Remove hidden data in workbooks with Microsoft Office's Document Inspector
Welcome wizards
The irritating wizard on the Office Assistant has been removed from Excel 2007,
but a number of more useful macros with the name remain.
The Text Import Wizard appears automatically when you open a text file with Excel, or when you import the data from a text file onto an existing worksheet. It’s far more sophisticated than in previous versions. Many databases hold dates in a yymmdd format. The Excel 2007 Text Import Wizard can convert them to ddmmyy.
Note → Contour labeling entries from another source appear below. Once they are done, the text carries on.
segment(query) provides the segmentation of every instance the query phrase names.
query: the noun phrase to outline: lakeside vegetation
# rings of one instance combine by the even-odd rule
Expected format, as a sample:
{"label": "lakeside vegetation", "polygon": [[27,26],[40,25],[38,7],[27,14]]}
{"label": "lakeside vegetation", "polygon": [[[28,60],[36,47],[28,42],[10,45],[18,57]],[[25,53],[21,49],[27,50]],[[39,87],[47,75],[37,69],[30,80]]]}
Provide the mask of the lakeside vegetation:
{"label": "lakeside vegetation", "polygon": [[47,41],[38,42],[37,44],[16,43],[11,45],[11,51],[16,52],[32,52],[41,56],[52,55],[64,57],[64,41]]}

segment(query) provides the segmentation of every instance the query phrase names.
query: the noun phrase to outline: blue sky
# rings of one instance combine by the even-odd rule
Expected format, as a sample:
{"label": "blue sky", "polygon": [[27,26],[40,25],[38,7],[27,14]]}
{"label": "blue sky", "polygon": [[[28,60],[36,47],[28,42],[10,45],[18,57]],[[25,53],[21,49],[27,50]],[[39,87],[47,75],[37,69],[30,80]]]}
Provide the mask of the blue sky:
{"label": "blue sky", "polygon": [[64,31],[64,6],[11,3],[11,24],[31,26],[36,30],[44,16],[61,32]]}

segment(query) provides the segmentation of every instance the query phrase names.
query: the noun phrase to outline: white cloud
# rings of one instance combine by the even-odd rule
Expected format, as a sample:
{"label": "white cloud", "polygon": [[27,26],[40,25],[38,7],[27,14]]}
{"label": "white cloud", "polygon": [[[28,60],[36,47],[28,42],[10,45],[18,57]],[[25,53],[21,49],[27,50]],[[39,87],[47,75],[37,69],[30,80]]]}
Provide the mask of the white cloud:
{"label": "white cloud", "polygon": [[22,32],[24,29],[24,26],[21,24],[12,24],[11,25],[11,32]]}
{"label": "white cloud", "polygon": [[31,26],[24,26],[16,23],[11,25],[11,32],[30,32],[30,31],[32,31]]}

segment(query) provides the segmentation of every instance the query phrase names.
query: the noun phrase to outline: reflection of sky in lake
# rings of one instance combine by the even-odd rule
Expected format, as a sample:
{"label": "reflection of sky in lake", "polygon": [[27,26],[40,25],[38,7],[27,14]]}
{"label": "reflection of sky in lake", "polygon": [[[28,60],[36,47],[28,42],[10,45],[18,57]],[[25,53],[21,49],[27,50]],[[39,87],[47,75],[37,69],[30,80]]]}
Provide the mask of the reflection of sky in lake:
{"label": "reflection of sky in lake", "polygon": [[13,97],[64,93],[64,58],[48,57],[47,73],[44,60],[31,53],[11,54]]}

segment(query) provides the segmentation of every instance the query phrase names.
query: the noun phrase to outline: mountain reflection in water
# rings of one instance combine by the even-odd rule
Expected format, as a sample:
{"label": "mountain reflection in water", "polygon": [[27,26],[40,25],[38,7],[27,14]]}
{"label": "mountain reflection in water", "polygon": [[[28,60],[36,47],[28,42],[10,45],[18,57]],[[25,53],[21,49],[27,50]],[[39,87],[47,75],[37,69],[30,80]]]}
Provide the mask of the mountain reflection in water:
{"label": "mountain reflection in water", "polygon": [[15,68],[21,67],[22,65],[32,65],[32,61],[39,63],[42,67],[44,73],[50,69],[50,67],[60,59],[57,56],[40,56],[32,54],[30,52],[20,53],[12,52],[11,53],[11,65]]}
Open a worksheet. Under the Data tab click ‘From Text’. Select the .txt file and click Import. Step 1 of the wizard gives you a preview of the file contents and offers the option to choose between data separated by spaces or delimiters such as commas or tabs. Step 2 lets you set the column widths.
Step 3, among other options, lets you select from half a dozen ways a date might be recorded in the text file. If the dates look like 080915, select the option YMD and the wizard will change them to the format 15/09/08. Excel will recognise the entries as dates, so you can reformat to something like Sept. 15th, 2008.
People frequently like to swap data between Excel and Outlook. You might want to transfer a phone list from Excel to the Outlook Contacts module or export a list of tasks in Outlook to an Excel worksheet. The Import and Export Wizard can handle this. It’s designed to handshake with Excel, but it starts from Outlook.
Choose Import and Export on the Outlook file menu. To transfer data from Excel to Outlook, choose ‘Import from another program or file’ in the first step of the wizard. Click Next. In the Import a File dialogue box, oddly, if you’re using Outlook 2007 and Excel 2007 in Office 2007 among all the programs offered, the only mention of Excel is for ‘Microsoft Excel97 – 2003’. Not to worry – it will import data from Excel 2007. In the final step of the wizard, you pick the file to import and choose between replacing or ignoring duplicate items.
Looking up
There can be times when a formula combining the INDEX function and the MATCH
function can be a much better choice than VLOOKUP or HLOOKUP. But if that’s too
complicated, turn to Excel’s Lookup Wizard which will create the formula for
you. Click the Office button, Excel Options, Add-Ins, Lookup Wizard. If it’s not
installed, follow the offered steps to install it. The wizard will then be shown
on the far right of the Ribbon under the Formulas tab. Click Lookup and follow
the four steps of the wizard to create the formula.